Más grande, generé otra fuente para esta adicción: la escritura. En “Tinta Roja”, del basureado Fuguet que nunca me cansaré de defender, pese a todo, uno de los editores del diario “El Clamor” se acerca una máquina de café porque necesita “enderezar la prosa”. Pensé que si me había servido por años en el fútbol, inspirándome para jugadas que ni yo mismo creía capaz de hacer, quizás también me podría dar frutos frente al computador. Y lo hizo. Las mejores cosas que he escrito, tanto artículos como cosas personales, han salido de un tazón humeante. Algún crítico atento puede decir que precisamente ese detalle significa que el café no sirve de nada. Me protejo, por si acaso. Retomo. He escrito muchas veces borracho o volado y nunca ha sido lo mismo. En Arica, con un calor espantoso en la sala de crónica producto del descriterio de un jefe egoísta, ordinario y severamente adiposo que escondía el control remoto del aire acondicionado, a varios les llamaba la atención que de todas maneras siempre tuviera cerca un café, más encima hirviendo, porque no lo puedo tomar tibio.

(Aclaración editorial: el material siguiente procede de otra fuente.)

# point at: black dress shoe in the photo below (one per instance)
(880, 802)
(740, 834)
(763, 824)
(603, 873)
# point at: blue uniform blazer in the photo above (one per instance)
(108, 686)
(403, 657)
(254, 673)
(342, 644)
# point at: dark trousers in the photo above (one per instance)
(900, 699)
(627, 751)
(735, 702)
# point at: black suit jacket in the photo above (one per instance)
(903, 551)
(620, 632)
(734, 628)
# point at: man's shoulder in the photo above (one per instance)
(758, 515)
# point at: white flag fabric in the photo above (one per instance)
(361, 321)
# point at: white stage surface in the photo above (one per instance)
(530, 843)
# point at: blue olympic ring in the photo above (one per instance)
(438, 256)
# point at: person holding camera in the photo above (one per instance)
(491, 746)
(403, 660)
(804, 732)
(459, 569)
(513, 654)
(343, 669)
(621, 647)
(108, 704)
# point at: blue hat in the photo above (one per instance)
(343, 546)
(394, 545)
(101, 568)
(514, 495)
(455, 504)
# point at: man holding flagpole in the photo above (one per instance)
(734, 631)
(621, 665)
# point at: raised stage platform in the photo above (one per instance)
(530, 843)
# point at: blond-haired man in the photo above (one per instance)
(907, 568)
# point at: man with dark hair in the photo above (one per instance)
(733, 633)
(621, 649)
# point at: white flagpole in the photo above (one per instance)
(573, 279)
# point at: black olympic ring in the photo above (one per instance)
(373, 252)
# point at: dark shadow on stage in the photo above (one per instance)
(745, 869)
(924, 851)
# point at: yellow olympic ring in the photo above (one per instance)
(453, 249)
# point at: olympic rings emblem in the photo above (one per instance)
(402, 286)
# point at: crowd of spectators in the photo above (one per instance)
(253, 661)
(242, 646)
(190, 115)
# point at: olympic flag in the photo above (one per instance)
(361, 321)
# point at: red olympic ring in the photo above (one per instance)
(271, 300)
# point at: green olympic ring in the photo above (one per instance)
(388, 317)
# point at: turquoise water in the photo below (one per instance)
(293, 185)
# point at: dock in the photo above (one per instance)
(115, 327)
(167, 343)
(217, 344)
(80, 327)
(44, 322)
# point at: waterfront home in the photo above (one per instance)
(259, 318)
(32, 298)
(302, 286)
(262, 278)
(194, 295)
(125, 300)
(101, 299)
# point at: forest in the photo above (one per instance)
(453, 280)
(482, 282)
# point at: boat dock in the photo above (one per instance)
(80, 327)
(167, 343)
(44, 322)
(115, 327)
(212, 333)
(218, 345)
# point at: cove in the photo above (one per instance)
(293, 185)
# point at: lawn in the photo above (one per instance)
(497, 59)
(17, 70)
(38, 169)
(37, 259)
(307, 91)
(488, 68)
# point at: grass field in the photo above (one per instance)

Estas mismas líneas, que no tengo claro si se entienden, están saliendo más lento de lo normal por ausencia del café. Pero no me quiero dejar vencer. Hasta ahora sólo he hablado de los beneficios. Como detesto la biología y soy bastante hipocondríaco, no voy hablar del hígado. Si no es el café, el alcohol lo terminará destruyendo. Los daños o negativos efectos secundarios, se dan en la conducta post-partido o post-redacción. El café me ha hecho cometer estupideces que, a priori, sólo se pueden adjudicar al trago. Al seleccionar un ejemplo, aparecen tantas escenas vergonzosas en mi mente, que prefiero obviarlo. Generalmente uno se siente idiota por cosas que a uno le cuentan que hizo estando ebrio. Son borrosas, difusas. Por eso es peor con el café: la sobriedad se puede exacerbar a tal punto, que consigue superar la ira o la pesadez del curado. No estoy exagerando. Tengo una larga lista de damnificados a mi haber.

Ya falta poco para las cinco de la tarde. Con suerte, escribí la pauta. No sé cómo lo haré con las notas. Tendré que aprender a funcionar sin la bencina que me acompañó por años.